Turn that seam allowance under as you baste the white background to the paper.
Then insert the basted heart into the basted background and whip stitch them together. With perfect cutting and perfect basting they will fit perfectly.

Detail of a German piece in
a traveling exhibit about intarsia work
Some of these shapes are outlined by another piece of fabric, which is probably a way of dealing with the seam allowance problem, and another step.

Remove the papers if you get around to it.
Quilt it if you like. The piece at the top is quilted; the one below is not.

Here is a detail of a silk quilt dated 1718 that belongs to the British Quilters Guild.
See the whole quilt by clicking here:
The silk is shattering in places allowing us to see the white paper that remains almost 300 years later.

Learn more about intarsia by reading this book: Tuchintarsien in Europa

It's the 2009 catalog from a traveling exhibit from the Museum Europ√§ischer Kulturen in Berlin.
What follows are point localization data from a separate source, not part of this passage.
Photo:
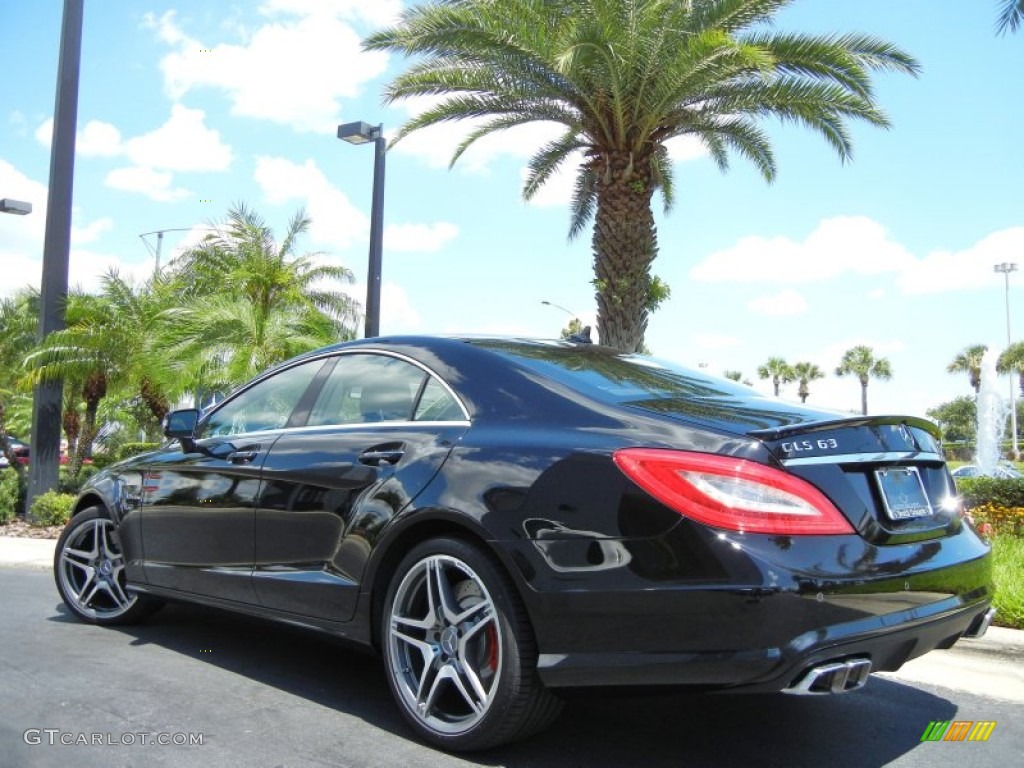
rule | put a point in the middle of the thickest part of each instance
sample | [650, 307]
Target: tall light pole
[1006, 267]
[361, 133]
[43, 469]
This show will be in Leeds, England at the Leeds Art Gallery from August 27, 2010 to November 1, 2010. Check it out here: http://www.leeds.gov.uk/artgallery  

And if you are not confused enough consider Charles Dickens's mid-19th-century discussion of patchwork in Household Words:

 Now, there are many kinds of artistic productions which we feel disposed to call patchwork, for alike reason : marquetry-patchwork, parquetry-patchwork, buhl-patchwork, niello-patchwork, damascene-patchwork, enamel-patchwork; and we can assure any person who has not duly thought on the matter, that these various kinds of patchwork often call forth considerable grace, taste, and delicate art.


  1. My, oh, my. I think I will stick to the freezer paper method. Thanks! :)
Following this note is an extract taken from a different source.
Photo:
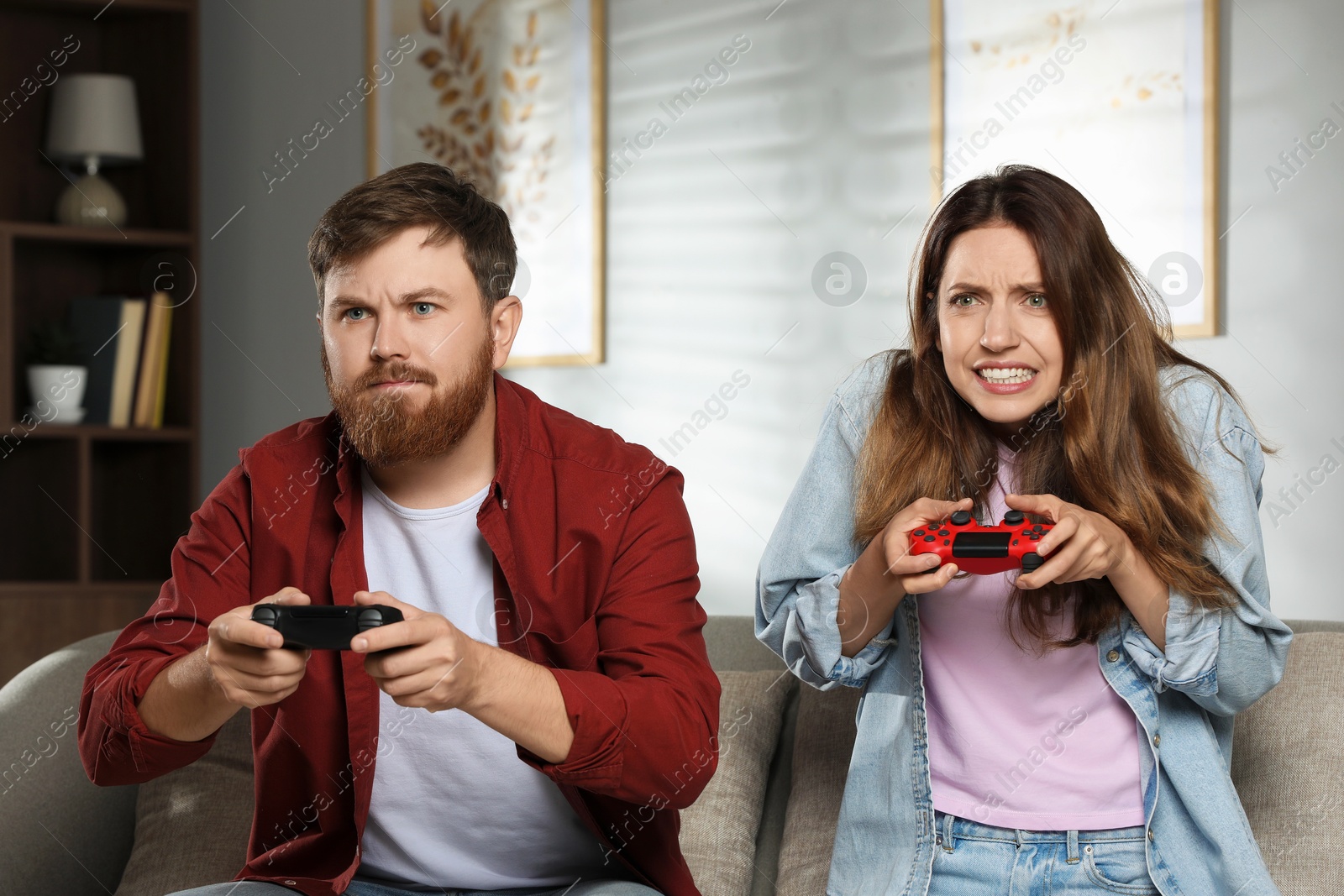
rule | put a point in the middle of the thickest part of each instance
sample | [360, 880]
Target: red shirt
[595, 578]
  2. Just want to let you know how much I enjoy reading your blog. You have opened a whole new world to me. It is fascinating. I eagerly go to you blog each day to see what I will find. Thank you for sharing your vast knowledge.
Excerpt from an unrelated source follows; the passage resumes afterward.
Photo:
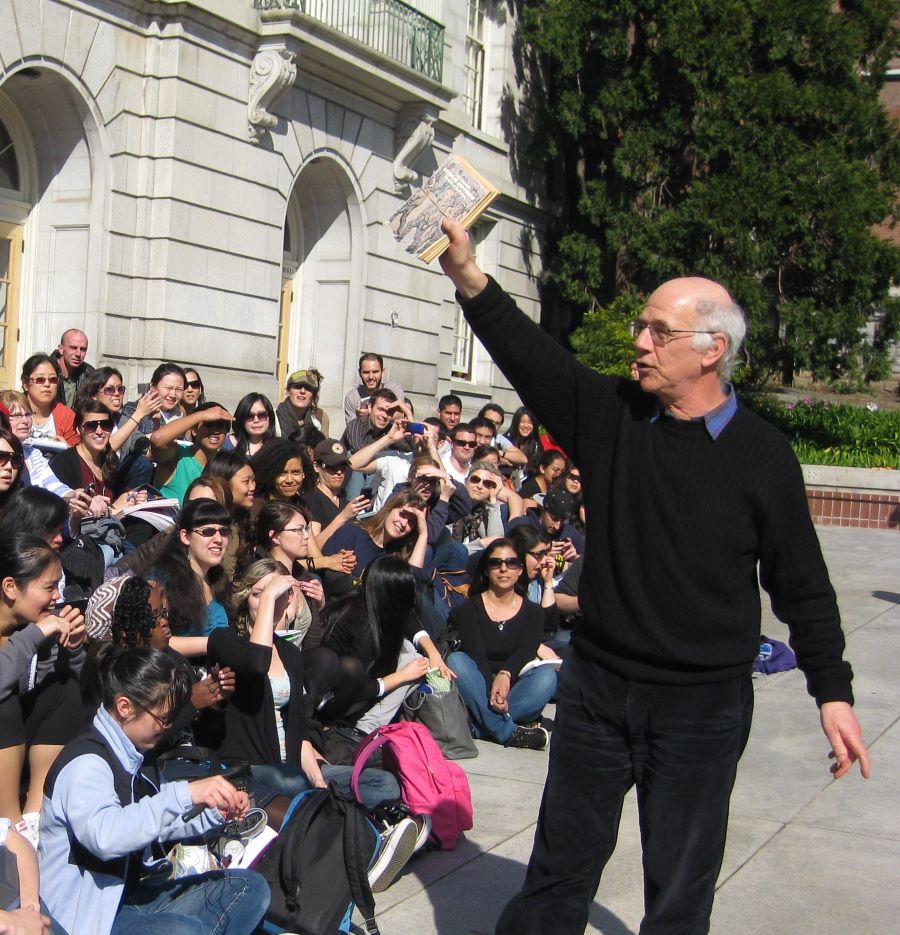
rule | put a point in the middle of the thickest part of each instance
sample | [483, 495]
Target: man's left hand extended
[845, 736]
  3. Very interesting. I love reverse applique (currently working on my second Dutch Treat quilt) and the differences between it and inlaid applique are fascinating.

  4. It looks beautiful, but confusing to me.
    I was thinking of a cutout and laying a color underneath, but I guess that would be molas?


  5. My daughter and I are wondering if the edged intarsia pieces are not similar to the tiling effect seen in some 1920-ish crazy quilts? And yes, molas do come to mind. Reverse applique both pieces onto a backing piece, which is then trimmed away (or not?).


  6. The inlaid patchwork method is basically the same kiribame technique that was used in Japan. An intreiguing technique that must be due for a revival!

  7. Inlaid patchwork is a delight and provides so much more freedom than standard applique. Since visiting the exhibition in Germany mention above I've been creating some pieces of my own.
    I recommend trying this technique for anyone who enjoys hand sewing.